A convolution is a way of taking weighted average of a signal with its translates. The weight depends on the amount of translation.

It is in this second sense that we will first look at the phenomenon you asked above. In the second image of this post, I averaged the signal with its translation horizontally by half the wavelength of the black bars. Hence this is a convolution. Similarly, in the third/fourth image of this post, I averaged the original with a vertical/diagonal translation. They are also convolutions. And you see that this reproduces the observation you made that the direction in which you shake your head/camera produces an effect on the image seen/captured.

So how is the process of shaking your head of shaking a camera a process of convolution? The idea is that the image you see with your eyes and you capture with a camera do not come from photons all emitted at the same instant in time (special relativity notwithstanding). In your vision, there is the well-known phenomenon of persistence of vision which posits that the perceived image is actually made up of photons arriving in a 40 millisecond interval. Similarly, the shutter-speed of a camera determines how long a camera registers light, and so a camera set on 1/25 for the shutter-speed will “open its eye” for 40 milliseconds, and the image registered on the CCD or on film will be photons arriving in that window.

Now, if you shake your head or camera so that the retina or the CCD or the film moves significantly during that 40 milliseconds, each of your retina cell, each of the photoelements on the CCD, or each of the dye pigments on the film will be exposed to photons originating from different spatial positions. (I am grossly simplifying here, but that’s the moral of the story.)

To summarise: your eyes and cameras already take convolution of the incoming signal in time when they compose the image. By shaking the apparati you convert the temporal convolution to a spatial convolution. Which means that you are taking a weighted average of the image and its spatial translations, which is why what you see and capture on camera can be analogously described by digitally manipulating the image via an averaging/convolution procedure.

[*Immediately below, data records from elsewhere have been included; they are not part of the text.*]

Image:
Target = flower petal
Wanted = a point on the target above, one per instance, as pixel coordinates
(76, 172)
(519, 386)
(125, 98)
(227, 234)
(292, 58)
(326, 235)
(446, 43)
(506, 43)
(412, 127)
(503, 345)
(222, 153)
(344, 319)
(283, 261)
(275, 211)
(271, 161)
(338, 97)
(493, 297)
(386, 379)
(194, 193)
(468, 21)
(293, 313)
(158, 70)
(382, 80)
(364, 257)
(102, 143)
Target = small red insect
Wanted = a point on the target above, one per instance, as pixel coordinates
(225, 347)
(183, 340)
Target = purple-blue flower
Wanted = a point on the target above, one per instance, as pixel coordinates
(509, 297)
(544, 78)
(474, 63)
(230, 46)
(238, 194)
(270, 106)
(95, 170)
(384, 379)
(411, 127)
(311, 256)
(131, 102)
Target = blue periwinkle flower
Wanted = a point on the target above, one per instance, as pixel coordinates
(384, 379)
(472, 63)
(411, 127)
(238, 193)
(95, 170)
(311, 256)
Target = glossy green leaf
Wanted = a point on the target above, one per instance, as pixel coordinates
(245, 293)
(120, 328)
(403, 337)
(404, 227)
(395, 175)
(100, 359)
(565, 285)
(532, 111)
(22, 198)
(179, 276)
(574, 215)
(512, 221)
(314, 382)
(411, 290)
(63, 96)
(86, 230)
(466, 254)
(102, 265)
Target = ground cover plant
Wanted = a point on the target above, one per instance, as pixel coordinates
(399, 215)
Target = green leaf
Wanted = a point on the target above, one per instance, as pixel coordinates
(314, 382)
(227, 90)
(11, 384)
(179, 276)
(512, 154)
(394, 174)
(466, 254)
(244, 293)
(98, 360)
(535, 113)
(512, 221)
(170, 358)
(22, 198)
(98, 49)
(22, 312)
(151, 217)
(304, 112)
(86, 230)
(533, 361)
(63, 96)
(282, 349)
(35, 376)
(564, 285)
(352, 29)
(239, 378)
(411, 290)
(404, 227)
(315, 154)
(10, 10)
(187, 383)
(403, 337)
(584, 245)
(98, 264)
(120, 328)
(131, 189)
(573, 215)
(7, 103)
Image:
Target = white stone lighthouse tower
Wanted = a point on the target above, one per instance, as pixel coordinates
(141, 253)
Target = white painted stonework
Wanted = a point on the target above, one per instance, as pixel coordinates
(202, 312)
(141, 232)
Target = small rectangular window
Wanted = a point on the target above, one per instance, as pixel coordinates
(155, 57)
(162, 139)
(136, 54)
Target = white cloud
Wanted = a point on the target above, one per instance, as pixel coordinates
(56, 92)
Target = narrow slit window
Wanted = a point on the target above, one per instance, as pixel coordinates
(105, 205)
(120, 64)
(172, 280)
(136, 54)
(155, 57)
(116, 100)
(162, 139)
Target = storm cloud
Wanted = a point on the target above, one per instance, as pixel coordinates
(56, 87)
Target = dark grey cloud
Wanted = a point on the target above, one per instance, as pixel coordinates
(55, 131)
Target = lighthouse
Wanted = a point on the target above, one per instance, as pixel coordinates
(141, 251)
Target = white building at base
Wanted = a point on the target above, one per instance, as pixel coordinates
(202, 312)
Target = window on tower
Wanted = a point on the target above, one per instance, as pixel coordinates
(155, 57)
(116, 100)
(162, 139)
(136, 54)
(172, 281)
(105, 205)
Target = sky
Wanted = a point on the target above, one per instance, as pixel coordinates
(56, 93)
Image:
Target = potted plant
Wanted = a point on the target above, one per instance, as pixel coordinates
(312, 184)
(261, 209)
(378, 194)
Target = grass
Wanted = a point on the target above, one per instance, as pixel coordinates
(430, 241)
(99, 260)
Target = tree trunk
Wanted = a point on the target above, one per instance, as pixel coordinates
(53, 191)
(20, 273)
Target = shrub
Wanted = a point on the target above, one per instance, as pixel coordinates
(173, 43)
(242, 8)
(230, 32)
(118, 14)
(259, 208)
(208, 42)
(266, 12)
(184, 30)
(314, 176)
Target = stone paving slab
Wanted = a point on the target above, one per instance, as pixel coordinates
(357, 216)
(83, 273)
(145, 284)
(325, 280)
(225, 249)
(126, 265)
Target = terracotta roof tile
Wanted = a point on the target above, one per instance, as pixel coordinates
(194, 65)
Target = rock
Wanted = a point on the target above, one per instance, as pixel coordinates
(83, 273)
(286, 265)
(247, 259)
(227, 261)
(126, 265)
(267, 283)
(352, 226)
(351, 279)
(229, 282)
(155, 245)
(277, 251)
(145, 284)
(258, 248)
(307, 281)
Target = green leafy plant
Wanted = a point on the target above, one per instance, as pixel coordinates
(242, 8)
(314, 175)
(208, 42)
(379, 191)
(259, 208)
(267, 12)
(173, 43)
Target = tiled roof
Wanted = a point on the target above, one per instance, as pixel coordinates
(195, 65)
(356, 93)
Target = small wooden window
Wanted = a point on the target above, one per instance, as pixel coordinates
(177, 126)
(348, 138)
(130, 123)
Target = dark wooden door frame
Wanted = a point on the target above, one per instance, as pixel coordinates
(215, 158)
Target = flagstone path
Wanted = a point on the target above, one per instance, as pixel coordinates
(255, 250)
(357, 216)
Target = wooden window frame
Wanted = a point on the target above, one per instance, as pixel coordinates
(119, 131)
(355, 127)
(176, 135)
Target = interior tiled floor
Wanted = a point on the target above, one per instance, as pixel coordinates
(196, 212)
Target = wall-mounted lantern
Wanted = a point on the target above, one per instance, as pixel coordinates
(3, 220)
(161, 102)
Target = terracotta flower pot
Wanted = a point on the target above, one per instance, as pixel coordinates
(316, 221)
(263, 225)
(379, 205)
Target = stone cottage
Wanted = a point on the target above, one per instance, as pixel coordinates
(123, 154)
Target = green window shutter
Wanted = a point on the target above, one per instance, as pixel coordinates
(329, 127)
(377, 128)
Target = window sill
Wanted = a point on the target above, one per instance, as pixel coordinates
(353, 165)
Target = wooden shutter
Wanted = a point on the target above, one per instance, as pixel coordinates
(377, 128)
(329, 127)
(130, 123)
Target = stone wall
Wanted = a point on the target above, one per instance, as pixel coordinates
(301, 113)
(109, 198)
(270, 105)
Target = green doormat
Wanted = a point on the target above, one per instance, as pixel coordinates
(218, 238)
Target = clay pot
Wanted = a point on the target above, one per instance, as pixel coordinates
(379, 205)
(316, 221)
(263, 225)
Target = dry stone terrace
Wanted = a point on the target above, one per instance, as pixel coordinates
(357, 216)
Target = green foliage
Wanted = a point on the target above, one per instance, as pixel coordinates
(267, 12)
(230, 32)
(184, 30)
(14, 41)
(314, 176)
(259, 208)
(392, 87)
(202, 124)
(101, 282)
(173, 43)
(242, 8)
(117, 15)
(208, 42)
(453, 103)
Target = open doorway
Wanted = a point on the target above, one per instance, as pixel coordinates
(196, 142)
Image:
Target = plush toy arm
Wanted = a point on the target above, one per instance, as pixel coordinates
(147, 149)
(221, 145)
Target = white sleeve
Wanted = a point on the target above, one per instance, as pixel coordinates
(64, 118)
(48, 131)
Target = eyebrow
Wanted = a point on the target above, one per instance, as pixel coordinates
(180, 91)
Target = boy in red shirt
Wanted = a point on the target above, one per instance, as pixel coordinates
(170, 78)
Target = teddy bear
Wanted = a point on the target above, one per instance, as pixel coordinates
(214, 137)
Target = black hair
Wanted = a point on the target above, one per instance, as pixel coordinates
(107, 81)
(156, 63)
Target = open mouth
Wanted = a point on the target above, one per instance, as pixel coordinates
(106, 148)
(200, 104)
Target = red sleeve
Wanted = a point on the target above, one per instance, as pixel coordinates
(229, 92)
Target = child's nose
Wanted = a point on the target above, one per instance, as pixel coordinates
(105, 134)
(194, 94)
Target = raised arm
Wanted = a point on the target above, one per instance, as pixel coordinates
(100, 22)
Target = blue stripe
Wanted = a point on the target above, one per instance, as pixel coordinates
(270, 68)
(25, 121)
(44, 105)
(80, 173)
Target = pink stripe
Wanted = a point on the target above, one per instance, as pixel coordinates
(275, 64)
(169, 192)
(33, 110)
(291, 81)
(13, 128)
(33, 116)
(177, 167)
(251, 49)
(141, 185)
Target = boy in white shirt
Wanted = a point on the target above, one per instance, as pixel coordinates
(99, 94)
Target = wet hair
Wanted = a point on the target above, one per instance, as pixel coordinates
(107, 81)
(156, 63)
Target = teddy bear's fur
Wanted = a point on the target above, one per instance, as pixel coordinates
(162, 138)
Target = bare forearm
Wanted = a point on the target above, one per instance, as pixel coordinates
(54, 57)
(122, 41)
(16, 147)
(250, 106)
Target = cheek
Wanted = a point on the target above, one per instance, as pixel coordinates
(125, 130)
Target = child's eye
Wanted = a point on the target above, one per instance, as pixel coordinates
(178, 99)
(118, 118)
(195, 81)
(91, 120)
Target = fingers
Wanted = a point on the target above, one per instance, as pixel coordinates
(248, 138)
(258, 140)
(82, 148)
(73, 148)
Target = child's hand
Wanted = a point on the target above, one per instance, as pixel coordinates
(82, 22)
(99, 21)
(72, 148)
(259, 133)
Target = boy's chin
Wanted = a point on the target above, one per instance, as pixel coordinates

Note that this corresponds somewhat with Henning’s comment to your question. The “eye’s edge detection” he mentions is, roughly speaking, a description of how the eye is sensitive to different spatial frequencies of a signal (not to be confused with the actual electromagnetic frequencies with determines the colour). By shaking your head you apply a convolution operator, which in frequency space introduces a cut-off for high spatial frequency components. Buy reducing the high spatial frequency components, your eye is forced to get its information from the lower-frequency components in which the image of the Indian Actor hide. (There’s some technical inaccuracies in this paragraph about how human physiology works and how it interacts with the shaking of the head, but I think this simpler picture illustrates the idea better.)

At this point I should mention that the idea of taking spatial convolutions of images and the exchange between temporal and spatial convolutions with the motion of the camera is not only useful for optical illusions. It actually has industry application in automatic image deblurring.